VisualComponent in Listing 4.9 is a graphical component that allows clients to register listeners for mouse and keystroke events. It maintains a list of registered listeners of each type, so that when an event occurs the appropriate listeners can be invoked. But there is no relationship between the set of mouse listeners and key listeners; the two are independent, and therefore VisualComponent can delegate its thread safety obligations to two underlying thread-safe lists.
Listing 4.9. Delegating Thread Safety to Multiple Underlying State Variables.
public class VisualComponent {
private final List<KeyListener> keyListeners
= new CopyOnWriteArrayList<KeyListener>();
private final List<MouseListener> mouseListeners
= new CopyOnWriteArrayList<MouseListener>();
public void addKeyListener(KeyListener listener) {
keyListeners.add(listener);
}
public void addMouseListener(MouseListener listener) {
mouseListeners.add(listener);
}
public void removeKeyListener(KeyListener listener) {
keyListeners.remove(listener);
}
public void removeMouseListener(MouseListener listener) {
mouseListeners.remove(listener);
}
}
VisualComponent uses a CopyOnWriteArrayList to store each listener list; this is a thread-safe List implementation particularly suited for managing listener lists (see Section 5.2.3). Each List is thread-safe, and because there are no constraints coupling the state of one to the state of the other, VisualComponent can delegate its thread safety responsibilities to the underlying mouseListeners and keyListeners objects.

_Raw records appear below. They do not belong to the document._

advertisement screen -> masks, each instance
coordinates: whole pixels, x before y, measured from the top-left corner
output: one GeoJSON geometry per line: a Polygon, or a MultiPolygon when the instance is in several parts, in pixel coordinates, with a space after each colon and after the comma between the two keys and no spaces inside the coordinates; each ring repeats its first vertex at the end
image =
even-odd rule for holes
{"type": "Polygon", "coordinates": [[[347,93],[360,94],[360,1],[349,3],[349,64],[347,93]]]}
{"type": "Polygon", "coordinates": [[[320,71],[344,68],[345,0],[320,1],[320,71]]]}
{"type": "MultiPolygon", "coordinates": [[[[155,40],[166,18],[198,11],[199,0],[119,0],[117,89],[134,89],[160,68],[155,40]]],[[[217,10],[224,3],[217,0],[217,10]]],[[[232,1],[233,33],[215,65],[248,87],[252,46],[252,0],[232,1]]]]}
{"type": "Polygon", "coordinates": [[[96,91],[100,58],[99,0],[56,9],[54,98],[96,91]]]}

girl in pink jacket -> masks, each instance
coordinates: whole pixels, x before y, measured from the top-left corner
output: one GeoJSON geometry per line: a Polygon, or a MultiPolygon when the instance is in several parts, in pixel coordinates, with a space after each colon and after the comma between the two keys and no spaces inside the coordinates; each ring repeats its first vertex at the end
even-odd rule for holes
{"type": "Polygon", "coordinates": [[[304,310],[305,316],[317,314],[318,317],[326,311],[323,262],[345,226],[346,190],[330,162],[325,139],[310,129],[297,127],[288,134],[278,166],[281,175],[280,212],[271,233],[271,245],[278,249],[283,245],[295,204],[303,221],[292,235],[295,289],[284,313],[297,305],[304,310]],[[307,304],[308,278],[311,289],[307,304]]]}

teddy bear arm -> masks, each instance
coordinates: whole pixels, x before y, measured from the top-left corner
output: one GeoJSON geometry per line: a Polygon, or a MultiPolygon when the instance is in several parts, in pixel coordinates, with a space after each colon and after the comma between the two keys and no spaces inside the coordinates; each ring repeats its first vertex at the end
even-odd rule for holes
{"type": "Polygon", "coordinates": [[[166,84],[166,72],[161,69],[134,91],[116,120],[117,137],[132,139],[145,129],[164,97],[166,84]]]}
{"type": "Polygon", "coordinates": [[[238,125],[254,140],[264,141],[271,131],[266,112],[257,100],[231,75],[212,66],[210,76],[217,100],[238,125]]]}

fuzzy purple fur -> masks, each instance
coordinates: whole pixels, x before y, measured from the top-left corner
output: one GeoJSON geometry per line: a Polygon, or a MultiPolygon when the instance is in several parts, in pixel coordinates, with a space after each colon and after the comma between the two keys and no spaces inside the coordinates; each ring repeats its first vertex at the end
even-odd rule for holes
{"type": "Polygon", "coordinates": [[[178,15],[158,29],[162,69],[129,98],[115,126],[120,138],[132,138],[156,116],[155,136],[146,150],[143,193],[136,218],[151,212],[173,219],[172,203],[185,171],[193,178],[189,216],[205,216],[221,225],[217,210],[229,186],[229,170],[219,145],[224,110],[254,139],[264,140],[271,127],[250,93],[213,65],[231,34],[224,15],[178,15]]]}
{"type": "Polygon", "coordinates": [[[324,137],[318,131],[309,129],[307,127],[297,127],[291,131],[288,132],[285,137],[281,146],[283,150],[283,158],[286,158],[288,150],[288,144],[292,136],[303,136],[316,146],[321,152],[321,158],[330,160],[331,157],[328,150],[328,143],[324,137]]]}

4.3.3. When Delegation Fails
Most composite classes are not as simple as VisualComponent: they have invariants that relate their component state variables. NumberRange in Listing 4.10 uses two AtomicIntegers to manage its state, but imposes an additional constraint—that the first number be less than or equal to the second.
Listing 4.10. Number Range Class that does Not Sufficiently Protect Its Invariants. Don't do this.

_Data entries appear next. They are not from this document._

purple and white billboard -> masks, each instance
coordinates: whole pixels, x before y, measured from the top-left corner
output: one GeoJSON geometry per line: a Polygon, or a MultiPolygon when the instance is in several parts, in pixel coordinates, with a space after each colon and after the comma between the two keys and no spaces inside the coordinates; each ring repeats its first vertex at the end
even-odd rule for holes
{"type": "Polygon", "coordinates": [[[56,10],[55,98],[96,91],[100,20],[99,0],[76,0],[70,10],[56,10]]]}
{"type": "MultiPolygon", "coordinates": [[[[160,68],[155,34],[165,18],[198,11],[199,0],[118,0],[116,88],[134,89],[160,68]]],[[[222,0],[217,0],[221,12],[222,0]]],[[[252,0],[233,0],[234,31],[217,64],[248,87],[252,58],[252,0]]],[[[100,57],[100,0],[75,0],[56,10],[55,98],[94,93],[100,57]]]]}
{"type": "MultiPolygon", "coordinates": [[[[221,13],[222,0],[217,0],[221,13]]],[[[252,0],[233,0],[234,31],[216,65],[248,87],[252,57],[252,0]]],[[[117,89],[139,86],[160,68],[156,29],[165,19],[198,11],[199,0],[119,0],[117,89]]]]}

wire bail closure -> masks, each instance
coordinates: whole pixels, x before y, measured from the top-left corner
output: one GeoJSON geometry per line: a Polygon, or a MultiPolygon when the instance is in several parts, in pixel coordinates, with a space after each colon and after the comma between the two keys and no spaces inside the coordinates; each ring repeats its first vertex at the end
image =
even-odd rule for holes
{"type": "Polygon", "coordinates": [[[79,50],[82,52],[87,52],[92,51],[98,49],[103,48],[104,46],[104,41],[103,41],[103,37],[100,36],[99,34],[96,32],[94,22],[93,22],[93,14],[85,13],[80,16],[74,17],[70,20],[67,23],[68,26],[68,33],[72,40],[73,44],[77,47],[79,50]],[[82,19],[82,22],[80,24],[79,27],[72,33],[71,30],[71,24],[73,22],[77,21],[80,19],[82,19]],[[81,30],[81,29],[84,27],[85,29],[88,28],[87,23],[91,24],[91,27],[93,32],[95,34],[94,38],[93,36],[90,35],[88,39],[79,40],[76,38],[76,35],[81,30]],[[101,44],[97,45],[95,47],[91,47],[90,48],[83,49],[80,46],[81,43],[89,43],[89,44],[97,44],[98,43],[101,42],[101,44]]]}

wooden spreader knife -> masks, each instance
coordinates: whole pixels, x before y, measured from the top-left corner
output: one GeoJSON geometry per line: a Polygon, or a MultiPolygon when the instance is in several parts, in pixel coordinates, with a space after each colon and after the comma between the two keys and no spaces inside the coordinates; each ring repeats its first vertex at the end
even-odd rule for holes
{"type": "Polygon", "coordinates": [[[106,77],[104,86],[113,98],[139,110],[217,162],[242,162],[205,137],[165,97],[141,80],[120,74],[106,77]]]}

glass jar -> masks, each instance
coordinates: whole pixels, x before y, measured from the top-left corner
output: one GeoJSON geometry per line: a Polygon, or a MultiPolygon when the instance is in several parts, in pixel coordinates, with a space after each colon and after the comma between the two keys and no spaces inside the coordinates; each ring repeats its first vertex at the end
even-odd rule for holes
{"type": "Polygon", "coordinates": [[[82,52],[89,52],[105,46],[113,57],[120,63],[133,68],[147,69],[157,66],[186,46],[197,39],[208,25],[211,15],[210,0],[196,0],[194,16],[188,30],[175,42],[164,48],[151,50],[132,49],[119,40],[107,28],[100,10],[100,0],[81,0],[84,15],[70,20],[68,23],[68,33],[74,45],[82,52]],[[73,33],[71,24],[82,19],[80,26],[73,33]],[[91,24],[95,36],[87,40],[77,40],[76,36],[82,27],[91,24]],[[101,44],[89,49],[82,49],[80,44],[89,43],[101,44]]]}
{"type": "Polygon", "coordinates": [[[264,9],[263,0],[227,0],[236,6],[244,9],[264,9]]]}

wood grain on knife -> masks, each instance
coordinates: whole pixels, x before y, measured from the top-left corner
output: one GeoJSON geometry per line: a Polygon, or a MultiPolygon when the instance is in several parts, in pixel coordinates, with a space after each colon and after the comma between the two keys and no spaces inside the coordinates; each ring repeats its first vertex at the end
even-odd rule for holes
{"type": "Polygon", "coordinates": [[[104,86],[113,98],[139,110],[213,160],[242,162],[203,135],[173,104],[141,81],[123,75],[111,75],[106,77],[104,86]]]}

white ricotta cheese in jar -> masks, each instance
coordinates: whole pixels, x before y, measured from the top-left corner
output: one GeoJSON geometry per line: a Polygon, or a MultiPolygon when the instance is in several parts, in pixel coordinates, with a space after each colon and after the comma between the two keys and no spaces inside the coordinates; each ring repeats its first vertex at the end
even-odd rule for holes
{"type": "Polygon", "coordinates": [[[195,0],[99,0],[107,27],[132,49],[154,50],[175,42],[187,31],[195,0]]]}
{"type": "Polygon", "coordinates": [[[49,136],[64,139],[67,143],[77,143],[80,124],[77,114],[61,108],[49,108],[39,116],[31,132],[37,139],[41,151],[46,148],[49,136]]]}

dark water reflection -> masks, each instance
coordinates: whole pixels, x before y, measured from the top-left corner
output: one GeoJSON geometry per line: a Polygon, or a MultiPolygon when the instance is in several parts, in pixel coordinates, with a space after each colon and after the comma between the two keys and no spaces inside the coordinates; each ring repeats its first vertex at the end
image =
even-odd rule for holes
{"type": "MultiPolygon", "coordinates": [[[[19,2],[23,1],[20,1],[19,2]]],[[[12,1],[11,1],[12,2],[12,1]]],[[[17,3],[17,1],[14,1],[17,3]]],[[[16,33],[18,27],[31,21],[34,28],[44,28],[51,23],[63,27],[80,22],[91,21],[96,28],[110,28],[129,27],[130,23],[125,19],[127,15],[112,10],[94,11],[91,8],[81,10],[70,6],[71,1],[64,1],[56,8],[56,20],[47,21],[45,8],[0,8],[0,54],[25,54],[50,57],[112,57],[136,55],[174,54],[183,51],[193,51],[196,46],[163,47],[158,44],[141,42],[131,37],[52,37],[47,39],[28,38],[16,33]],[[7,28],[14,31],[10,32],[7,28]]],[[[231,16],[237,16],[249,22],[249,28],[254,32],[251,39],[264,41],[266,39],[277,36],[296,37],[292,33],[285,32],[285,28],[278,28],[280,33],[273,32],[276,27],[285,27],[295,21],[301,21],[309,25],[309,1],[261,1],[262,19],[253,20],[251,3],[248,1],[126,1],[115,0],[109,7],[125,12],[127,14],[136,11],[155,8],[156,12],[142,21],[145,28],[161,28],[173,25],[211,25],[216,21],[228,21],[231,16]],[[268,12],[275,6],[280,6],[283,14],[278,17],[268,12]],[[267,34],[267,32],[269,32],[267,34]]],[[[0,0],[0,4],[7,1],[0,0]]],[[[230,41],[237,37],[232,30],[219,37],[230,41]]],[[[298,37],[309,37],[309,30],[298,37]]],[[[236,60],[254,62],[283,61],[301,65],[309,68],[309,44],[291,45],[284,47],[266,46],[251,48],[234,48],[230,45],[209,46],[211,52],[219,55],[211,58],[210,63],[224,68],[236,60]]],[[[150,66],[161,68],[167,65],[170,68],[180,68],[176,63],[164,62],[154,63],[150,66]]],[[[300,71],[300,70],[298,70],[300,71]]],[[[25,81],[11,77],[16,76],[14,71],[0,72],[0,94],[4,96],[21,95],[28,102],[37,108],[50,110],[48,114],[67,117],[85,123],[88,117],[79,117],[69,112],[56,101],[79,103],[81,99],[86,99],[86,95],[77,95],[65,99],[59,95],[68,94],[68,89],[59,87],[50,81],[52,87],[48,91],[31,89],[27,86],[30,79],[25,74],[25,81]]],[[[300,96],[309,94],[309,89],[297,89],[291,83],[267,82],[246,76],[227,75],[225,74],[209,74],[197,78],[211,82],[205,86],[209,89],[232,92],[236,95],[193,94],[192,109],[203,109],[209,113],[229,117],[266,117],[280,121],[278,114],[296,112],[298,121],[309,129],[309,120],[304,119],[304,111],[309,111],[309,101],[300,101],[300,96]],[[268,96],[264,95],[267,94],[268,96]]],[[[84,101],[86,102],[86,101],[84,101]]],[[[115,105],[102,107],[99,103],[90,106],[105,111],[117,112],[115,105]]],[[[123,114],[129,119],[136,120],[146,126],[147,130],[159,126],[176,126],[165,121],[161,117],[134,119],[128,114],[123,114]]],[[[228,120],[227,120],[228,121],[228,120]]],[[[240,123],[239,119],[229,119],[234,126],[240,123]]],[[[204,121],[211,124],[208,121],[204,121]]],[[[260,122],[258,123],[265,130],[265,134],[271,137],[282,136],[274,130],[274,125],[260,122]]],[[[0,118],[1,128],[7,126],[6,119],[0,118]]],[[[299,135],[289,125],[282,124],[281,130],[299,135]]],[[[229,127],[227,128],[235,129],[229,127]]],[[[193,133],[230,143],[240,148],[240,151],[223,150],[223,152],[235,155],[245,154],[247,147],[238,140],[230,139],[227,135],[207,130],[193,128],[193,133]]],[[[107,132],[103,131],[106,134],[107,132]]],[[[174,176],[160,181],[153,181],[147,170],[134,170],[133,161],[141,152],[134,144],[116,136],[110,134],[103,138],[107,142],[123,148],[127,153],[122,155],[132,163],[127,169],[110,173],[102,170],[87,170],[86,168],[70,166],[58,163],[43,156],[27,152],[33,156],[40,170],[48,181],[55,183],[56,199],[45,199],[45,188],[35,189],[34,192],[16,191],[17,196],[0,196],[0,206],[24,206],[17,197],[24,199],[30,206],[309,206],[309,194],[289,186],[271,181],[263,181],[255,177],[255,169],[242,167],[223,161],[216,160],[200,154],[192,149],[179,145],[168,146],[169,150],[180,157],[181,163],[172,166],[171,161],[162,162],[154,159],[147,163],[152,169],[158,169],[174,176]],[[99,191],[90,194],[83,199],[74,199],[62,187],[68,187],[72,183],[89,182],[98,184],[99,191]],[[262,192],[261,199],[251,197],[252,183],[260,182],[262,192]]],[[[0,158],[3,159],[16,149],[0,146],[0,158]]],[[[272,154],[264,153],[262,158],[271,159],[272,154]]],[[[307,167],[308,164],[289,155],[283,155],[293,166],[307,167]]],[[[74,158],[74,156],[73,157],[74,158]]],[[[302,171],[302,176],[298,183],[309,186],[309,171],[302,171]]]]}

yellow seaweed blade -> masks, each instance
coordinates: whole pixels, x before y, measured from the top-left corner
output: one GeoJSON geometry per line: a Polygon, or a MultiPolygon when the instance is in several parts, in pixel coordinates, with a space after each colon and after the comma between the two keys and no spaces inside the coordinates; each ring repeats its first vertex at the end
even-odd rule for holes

public class NumberRange {
// INVARIANT: lower <= upper
private final AtomicInteger lower = new AtomicInteger(0);
private final AtomicInteger upper = new AtomicInteger(0);
public void setLower(int i) {
//Warning - unsafe check-then-act
if(i > upper.get()) {
throw new IllegalArgumentException(
"Can't set lower to " + i + " > upper ");
}
lower.set(i);
}
public void setUpper(int i) {
//Warning - unsafe check-then-act
if(i < lower.get()) {
throw new IllegalArgumentException(
"Can't set upper to " + i + " < lower ");
}
upper.set(i);
}
public boolean isInRange(int i){
return (i >= lower.get() && i <= upper.get());
}
}
NumberRange is not thread-safe; it does not preserve the invariant that constrains lower and upper. The setLower and setUpper methods attempt to respect this invariant, but do so poorly. Both setLower and setUpper are check-then-act sequences, but they do not use sufficient locking to make them atomic. If the number range holds (0, 10), and one thread calls setLower(5) while another thread calls setUpper(4), with some unlucky timing both will pass the checks in the setters and both modifications will be applied. The result is that the range now holds (5, 4)—an invalid state. So while the underlying AtomicIntegers are thread-safe, the composite class is not. Because the underlying state variables lower and upper are not independent, NumberRange cannot simply delegate thread safety to its thread-safe state variables.

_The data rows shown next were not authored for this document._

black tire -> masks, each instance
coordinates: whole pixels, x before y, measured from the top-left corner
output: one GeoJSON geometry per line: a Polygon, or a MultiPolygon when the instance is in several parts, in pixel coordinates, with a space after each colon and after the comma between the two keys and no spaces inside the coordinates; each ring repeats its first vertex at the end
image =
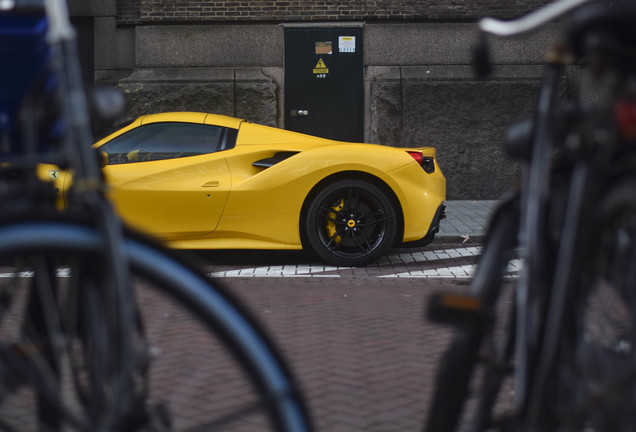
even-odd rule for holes
{"type": "Polygon", "coordinates": [[[362,266],[393,245],[397,215],[392,201],[376,185],[339,180],[320,190],[304,221],[310,248],[329,264],[362,266]]]}
{"type": "Polygon", "coordinates": [[[470,286],[495,321],[475,322],[455,333],[439,363],[427,432],[485,430],[500,408],[513,354],[514,302],[512,290],[504,291],[504,276],[517,245],[515,205],[499,208],[491,221],[470,286]]]}
{"type": "Polygon", "coordinates": [[[102,248],[87,226],[0,226],[0,429],[311,429],[288,368],[236,299],[131,238],[138,316],[123,344],[102,248]]]}
{"type": "Polygon", "coordinates": [[[636,179],[604,194],[564,325],[553,415],[563,430],[632,430],[636,406],[636,179]]]}

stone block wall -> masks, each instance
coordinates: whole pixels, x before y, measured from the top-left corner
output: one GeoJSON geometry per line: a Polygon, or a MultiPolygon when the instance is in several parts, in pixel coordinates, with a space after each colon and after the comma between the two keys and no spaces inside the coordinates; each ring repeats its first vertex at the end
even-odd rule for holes
{"type": "MultiPolygon", "coordinates": [[[[89,13],[93,3],[71,5],[89,13]]],[[[493,39],[495,74],[477,80],[470,66],[474,21],[516,17],[545,3],[104,0],[95,18],[95,81],[125,92],[128,109],[118,125],[188,110],[285,127],[285,24],[349,21],[364,32],[365,141],[435,146],[449,199],[497,199],[519,171],[502,138],[533,114],[544,53],[559,28],[493,39]]],[[[571,68],[565,82],[575,83],[577,74],[571,68]]]]}

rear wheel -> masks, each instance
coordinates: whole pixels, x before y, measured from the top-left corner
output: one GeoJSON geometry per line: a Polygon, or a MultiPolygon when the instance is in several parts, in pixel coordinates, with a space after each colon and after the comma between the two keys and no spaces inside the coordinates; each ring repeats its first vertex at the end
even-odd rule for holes
{"type": "Polygon", "coordinates": [[[306,240],[322,259],[339,266],[369,264],[393,244],[397,216],[387,194],[362,180],[322,189],[306,213],[306,240]]]}
{"type": "Polygon", "coordinates": [[[128,325],[100,234],[0,227],[0,430],[310,430],[258,322],[217,283],[129,238],[128,325]]]}
{"type": "Polygon", "coordinates": [[[490,430],[512,409],[514,290],[505,279],[519,266],[511,260],[518,221],[518,211],[505,207],[491,221],[470,294],[492,321],[460,324],[439,363],[427,432],[490,430]]]}

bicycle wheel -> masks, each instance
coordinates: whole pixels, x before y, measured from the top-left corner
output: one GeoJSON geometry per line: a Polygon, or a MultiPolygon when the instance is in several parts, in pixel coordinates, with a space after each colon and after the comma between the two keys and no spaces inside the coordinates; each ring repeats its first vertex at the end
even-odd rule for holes
{"type": "Polygon", "coordinates": [[[636,179],[600,202],[578,291],[564,326],[559,392],[564,430],[633,429],[636,407],[636,179]]]}
{"type": "Polygon", "coordinates": [[[0,226],[0,429],[306,431],[288,368],[222,287],[126,238],[137,318],[113,308],[92,228],[0,226]]]}
{"type": "Polygon", "coordinates": [[[513,290],[506,289],[505,277],[517,246],[515,204],[499,209],[491,222],[470,286],[471,295],[492,312],[492,320],[470,321],[457,330],[440,361],[428,432],[484,430],[501,408],[514,334],[513,290]]]}

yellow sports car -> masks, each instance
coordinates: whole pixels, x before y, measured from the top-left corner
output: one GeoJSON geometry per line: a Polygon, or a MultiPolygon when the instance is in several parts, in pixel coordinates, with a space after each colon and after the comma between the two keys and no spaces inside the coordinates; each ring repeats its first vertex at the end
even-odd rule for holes
{"type": "MultiPolygon", "coordinates": [[[[446,184],[435,149],[352,144],[214,114],[146,115],[95,144],[119,214],[186,249],[310,249],[364,265],[432,241],[446,184]]],[[[71,175],[49,173],[60,190],[71,175]]]]}

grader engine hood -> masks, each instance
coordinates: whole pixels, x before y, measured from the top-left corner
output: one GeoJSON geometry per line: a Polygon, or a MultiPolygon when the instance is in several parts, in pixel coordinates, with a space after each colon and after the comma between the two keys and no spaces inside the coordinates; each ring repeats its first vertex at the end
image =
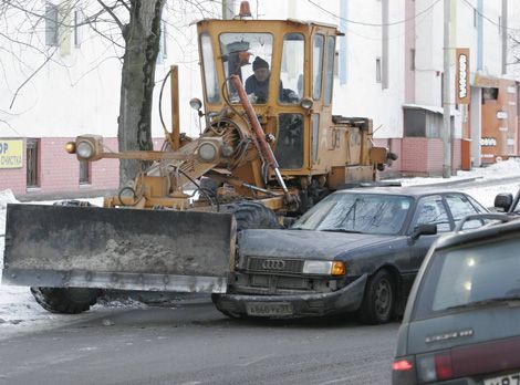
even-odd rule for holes
{"type": "Polygon", "coordinates": [[[9,205],[3,284],[226,292],[228,214],[9,205]]]}

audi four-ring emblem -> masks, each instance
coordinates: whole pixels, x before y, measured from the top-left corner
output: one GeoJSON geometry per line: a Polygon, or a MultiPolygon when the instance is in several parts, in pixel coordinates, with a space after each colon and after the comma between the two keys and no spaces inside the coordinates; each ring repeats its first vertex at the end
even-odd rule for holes
{"type": "Polygon", "coordinates": [[[267,259],[262,262],[262,269],[264,270],[283,270],[285,261],[281,259],[267,259]]]}

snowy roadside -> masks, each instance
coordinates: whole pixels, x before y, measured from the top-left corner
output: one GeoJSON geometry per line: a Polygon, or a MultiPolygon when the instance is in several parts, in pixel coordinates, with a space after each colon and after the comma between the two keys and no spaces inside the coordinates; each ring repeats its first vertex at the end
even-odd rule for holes
{"type": "MultiPolygon", "coordinates": [[[[469,178],[478,180],[492,181],[487,186],[471,187],[470,185],[460,185],[449,187],[454,190],[462,190],[475,197],[486,207],[493,205],[495,196],[499,192],[516,194],[520,188],[520,160],[510,159],[486,168],[478,168],[472,171],[459,171],[457,176],[450,179],[443,178],[409,178],[402,179],[404,186],[418,186],[444,184],[447,180],[457,181],[469,178]],[[518,177],[519,181],[511,183],[511,178],[518,177]]],[[[93,205],[102,206],[103,198],[79,199],[86,200],[93,205]]],[[[6,209],[7,204],[17,202],[17,199],[10,190],[0,191],[0,269],[3,266],[3,235],[6,230],[6,209]]],[[[51,205],[53,201],[35,201],[28,204],[51,205]]],[[[40,308],[34,301],[29,288],[8,287],[0,284],[0,340],[11,337],[28,332],[56,327],[63,324],[70,324],[90,319],[103,319],[103,324],[110,325],[107,316],[114,308],[141,308],[142,303],[136,301],[111,301],[103,304],[96,304],[90,312],[79,315],[51,314],[40,308]]]]}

NumberRange could be made thread-safe by using locking to maintain its invariants, such as guarding lower and upper with a common lock. It must also avoid publishing lower and upper to prevent clients from subverting its invariants.
If a class has compound actions, as NumberRange does, delegation alone is again not a suitable approach for thread safety. In these cases, the class must provide its own locking to ensure that compound actions are atomic, unless the entire compound action can also be delegated to the underlying state variables.
If a class is composed of multiple independent thread-safe state variables and has no operations that have any invalid state transitions, then it can delegate thread safety to the underlying state variables.